Panhandle Health District director to retire
Jeanne Bock, who has directed the Panhandle Health District since 2001, will retire this fall after 24 years of public health service in Idaho's five northern counties.
The Board of Health accepted her retirement notice Thursday and plans to hire her successor by August.
Bock led the health district during a time in which it helped end a decades-old practice of residents discharging household waste directly into Shoshone County's Canyon Creek. That achievement resulted from from a collaborative effort involving the health district, the Idaho Department of Environmental Quality, Shoshone County commissioners and Burke Canyon residents, a health district news release said.
She also oversaw the creation of Idaho's first and only Aquifer Protection District, which was proposed in order to protect drinking water in perpetuity. Also on her watch, the Panhandle Public Health Foundation was created, now called Project Health, with former director, Kay Kindig.
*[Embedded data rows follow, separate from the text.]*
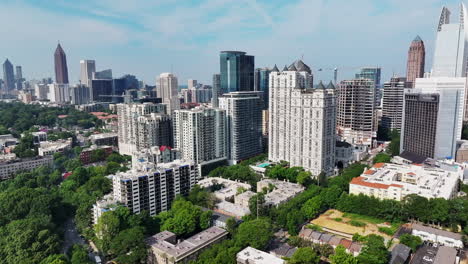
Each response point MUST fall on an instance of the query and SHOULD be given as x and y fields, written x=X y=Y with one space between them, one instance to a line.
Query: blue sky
x=148 y=37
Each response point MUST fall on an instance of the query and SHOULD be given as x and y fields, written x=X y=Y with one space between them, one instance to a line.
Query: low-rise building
x=166 y=249
x=51 y=147
x=395 y=181
x=278 y=192
x=250 y=255
x=439 y=236
x=11 y=167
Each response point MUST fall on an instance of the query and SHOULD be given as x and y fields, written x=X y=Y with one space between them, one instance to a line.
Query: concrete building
x=438 y=236
x=167 y=90
x=165 y=248
x=129 y=129
x=433 y=117
x=250 y=255
x=416 y=61
x=200 y=133
x=153 y=187
x=356 y=111
x=87 y=67
x=301 y=120
x=10 y=168
x=244 y=124
x=394 y=181
x=392 y=104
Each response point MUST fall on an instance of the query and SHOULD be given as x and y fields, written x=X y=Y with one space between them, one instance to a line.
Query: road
x=72 y=237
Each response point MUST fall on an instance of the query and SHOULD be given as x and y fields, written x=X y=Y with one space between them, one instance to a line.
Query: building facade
x=237 y=71
x=243 y=125
x=416 y=61
x=200 y=133
x=356 y=111
x=301 y=121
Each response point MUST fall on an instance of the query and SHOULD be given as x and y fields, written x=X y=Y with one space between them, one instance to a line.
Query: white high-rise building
x=451 y=48
x=59 y=93
x=244 y=124
x=88 y=67
x=301 y=120
x=167 y=90
x=200 y=134
x=138 y=128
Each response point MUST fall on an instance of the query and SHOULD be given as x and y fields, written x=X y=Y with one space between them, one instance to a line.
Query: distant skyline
x=145 y=39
The foundation raises money to support programs that promote public health, the release said. This year, a benefit bike ride, called Pedalin' for Project Health, is scheduled for June 5.
Bock is a Coeur d'Alene native who earned her master's degree in nursing from Whitworth College. She joined the health district in 1986 as a home health nurse in Sandpoint. She was honored by the state in 1996, as director of the health district's Family and Community Health Division, for her work raising immunization rates.
Bock will leave the district at the end of October.
The new director will face the challenge of preserving health district as they now exist in Idaho, said Board of Health Chairman Marlow Thompson.
“Legislators forget that other states look at Idaho’s public health district system with envy,” he said. “We need someone who understands the mission of public health, someone for the long haul with experience and a track record. A lot Jeanne has done will make it easier for her successor."